Le marché futures sur les indices immobilier n’a pas encore réussi à se développer malgré l’intérêt possible d’un produit assurantiel pour les ménages dont la richesse non financière est significative et fortement exposée aux prix de l’immobilier.

Plusieurs explications peuvent expliquer le manque d’intérêt dans ces produits. Pour rappel, nous en avons présenté quatre :

  1. le défaut de liquidité,
  2. l’environnement juridique,
  3. le fait que la détention d’un bien immobilier peut protéger des fluctuations dans d’autres marchés en vue d’un achat futur,
  4. la déconnexion entre les variables agrégées et le prix individuel d’un bien immobilier.

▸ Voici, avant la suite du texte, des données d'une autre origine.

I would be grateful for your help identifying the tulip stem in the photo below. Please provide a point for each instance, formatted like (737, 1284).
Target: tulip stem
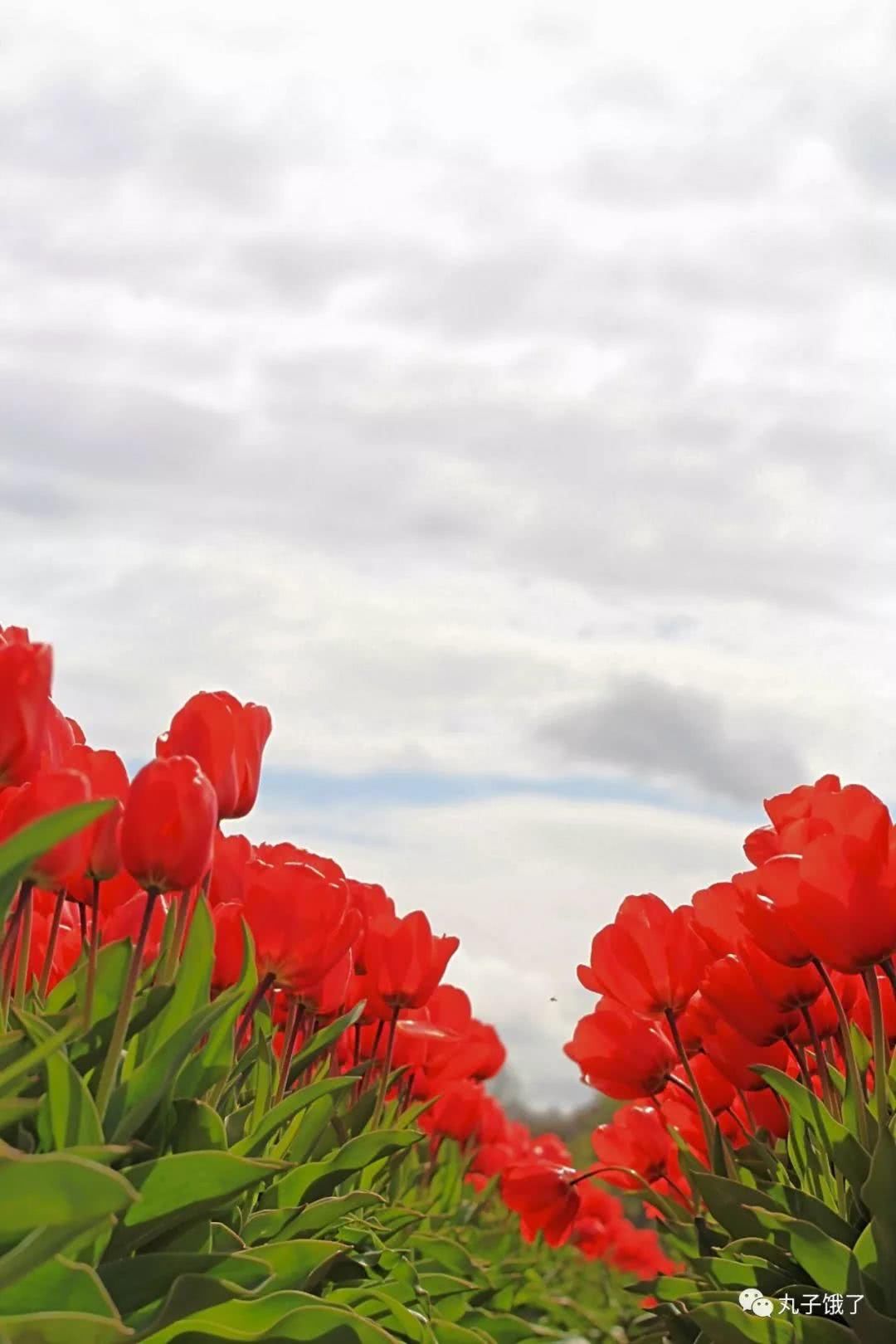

Jusqu’à présent, plusieurs tentatives infructueuses de mise en place de ce marché se sont succédé, notamment au Royaume-Uni et aux États-Unis [5]. En général, malgré parfois quelques débuts prometteurs, aucun de ces marchés ne s’est réellement développé. On peut cependant imaginer que dans le futur les ménages chercheront à mieux s’assurer contre les variations de la valeur de leur patrimoine immobilier, notamment du fait des fluctuations importantes qui ont pu être observées dans ce marché récemment. Cela pourrait produire un regain d’intérêt pour le développement d’un véritable marché futures immobilier, avec potentiellement plus de succès que lors des précédentes tentatives.

 

 

Notes:

[1] Un contrat futures est un type de contrat standardisé qui stipule l’achat ou la vente d’un actif dans le futur à un prix fixé à l’avance. Par exemple, si une entreprise européenne doit régler une facture en dollar dans six mois elle peut vouloir se prémunir contre la possible appréciation du dollar en achetant à terme des dollars via un contrat futures. Dans ce cas, le contrat stipulera le nombre d’euros qu’elle devra verser en échange de la quantité de dollars qu’elle souhaite obtenir afin de régler sa facture. Cela lui permet d’éviter d’encourir le risque d’une appréciation en dollar qui augmenterait la valeur en euros de son règlement.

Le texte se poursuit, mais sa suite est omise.